The app uses a GAN to transform a input picture of a 2D sketch into a output codified image where elements are easily identifiable by their color. This output image is then post-processed with image-processing techniques to extract structural elements and build the 3D model.
The GAN is based on the pix2pix by Isola et al, and using its tensorflow implementation pix2pix-tensorflow by Christopher Hesse.
The model has been trained on a set of 460 images like the ones shown below. Training took about 60 hours on an Intel CORE i5-6200U CPU processor (2 Cores, 4 logical processors). The model has been trained to identify four types of structural elements:
- Slabs (yellow)
- Walls (green)
- Columns (red)
- Openings (blue) Training the model to identify additional elements could be considered.
In order to easily distinguish elements in image post-processing, the model is trained to associate each elements with RGB colors having 0 or 255 on each channel (e.g. (255,0,0), (0,255,0) or (255,0,255)). This helps to differentiate colors and identify structural elements.
Due to size issues, storing the machine learning model within the app is not a solution. Therefore the trained machine learning model is uploaded in an Azure container with Tensorflow-Serving. The app sends requests to the container through gRPC framework.
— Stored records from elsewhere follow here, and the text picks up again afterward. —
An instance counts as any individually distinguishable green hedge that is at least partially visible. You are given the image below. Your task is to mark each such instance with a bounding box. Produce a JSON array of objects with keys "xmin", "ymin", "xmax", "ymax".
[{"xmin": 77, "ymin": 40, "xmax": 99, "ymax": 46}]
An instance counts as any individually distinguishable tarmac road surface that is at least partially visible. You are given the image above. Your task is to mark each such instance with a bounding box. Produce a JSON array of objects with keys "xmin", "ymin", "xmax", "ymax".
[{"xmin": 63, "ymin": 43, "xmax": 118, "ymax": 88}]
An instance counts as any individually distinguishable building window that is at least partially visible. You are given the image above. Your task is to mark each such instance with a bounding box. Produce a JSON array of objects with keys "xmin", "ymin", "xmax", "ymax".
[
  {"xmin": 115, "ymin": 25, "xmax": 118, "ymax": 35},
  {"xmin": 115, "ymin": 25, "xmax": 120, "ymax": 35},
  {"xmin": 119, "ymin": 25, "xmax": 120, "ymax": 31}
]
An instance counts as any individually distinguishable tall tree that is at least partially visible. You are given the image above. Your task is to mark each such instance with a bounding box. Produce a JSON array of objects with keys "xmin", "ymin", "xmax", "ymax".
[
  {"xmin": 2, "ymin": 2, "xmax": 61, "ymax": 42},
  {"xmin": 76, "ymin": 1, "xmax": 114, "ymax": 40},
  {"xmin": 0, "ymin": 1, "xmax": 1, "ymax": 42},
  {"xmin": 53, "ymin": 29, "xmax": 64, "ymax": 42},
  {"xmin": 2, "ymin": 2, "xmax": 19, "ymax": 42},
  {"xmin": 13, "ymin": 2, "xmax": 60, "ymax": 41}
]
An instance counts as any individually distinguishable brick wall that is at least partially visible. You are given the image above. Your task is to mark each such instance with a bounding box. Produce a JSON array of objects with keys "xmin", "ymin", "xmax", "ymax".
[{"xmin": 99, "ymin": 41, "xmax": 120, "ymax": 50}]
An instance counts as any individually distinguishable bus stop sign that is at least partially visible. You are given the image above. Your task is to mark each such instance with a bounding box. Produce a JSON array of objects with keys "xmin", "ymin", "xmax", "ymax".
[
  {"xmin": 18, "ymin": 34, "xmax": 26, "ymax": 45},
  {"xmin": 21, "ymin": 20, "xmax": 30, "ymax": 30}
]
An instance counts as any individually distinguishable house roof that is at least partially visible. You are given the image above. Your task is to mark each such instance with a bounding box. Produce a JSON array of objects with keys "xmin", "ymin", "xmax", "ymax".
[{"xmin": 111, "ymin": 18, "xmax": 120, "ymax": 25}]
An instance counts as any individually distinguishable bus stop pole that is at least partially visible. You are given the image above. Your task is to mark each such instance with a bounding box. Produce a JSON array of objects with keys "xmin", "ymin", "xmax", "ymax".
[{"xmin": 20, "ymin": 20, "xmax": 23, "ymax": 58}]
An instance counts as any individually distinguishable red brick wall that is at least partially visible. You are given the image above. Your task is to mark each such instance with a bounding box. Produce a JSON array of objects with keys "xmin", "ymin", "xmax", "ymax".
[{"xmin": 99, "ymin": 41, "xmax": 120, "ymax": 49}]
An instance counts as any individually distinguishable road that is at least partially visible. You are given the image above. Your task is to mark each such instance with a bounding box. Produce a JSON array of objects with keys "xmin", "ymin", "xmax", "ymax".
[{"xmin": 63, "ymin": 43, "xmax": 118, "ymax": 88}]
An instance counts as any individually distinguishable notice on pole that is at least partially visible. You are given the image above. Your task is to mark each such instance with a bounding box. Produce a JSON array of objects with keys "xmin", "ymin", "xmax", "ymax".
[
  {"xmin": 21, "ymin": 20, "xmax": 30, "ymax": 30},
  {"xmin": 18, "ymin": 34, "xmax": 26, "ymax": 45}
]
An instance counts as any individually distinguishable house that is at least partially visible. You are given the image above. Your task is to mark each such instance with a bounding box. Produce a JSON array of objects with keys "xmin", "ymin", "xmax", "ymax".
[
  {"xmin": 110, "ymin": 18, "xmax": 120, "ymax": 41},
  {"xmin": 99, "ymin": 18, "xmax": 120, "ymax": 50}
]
To improve your experience you can connect your smartphone camera to your computer thanks to a third party app (like ivCam). You need to install the app both on your iPhone and your PC. Connection can be established through WiFi (both your PC and your iPhone must be connected to the same network, detection is then automatic). Your PC camera will always work as a default option.
Select your camera source in the drop-down list, then click the green PLAY button. Once you are happy with the picture shown on the capture window, click the CAMERA button to take a screenshot. That’s it! You can then play with the number of stories and the horizontal scaling of your model.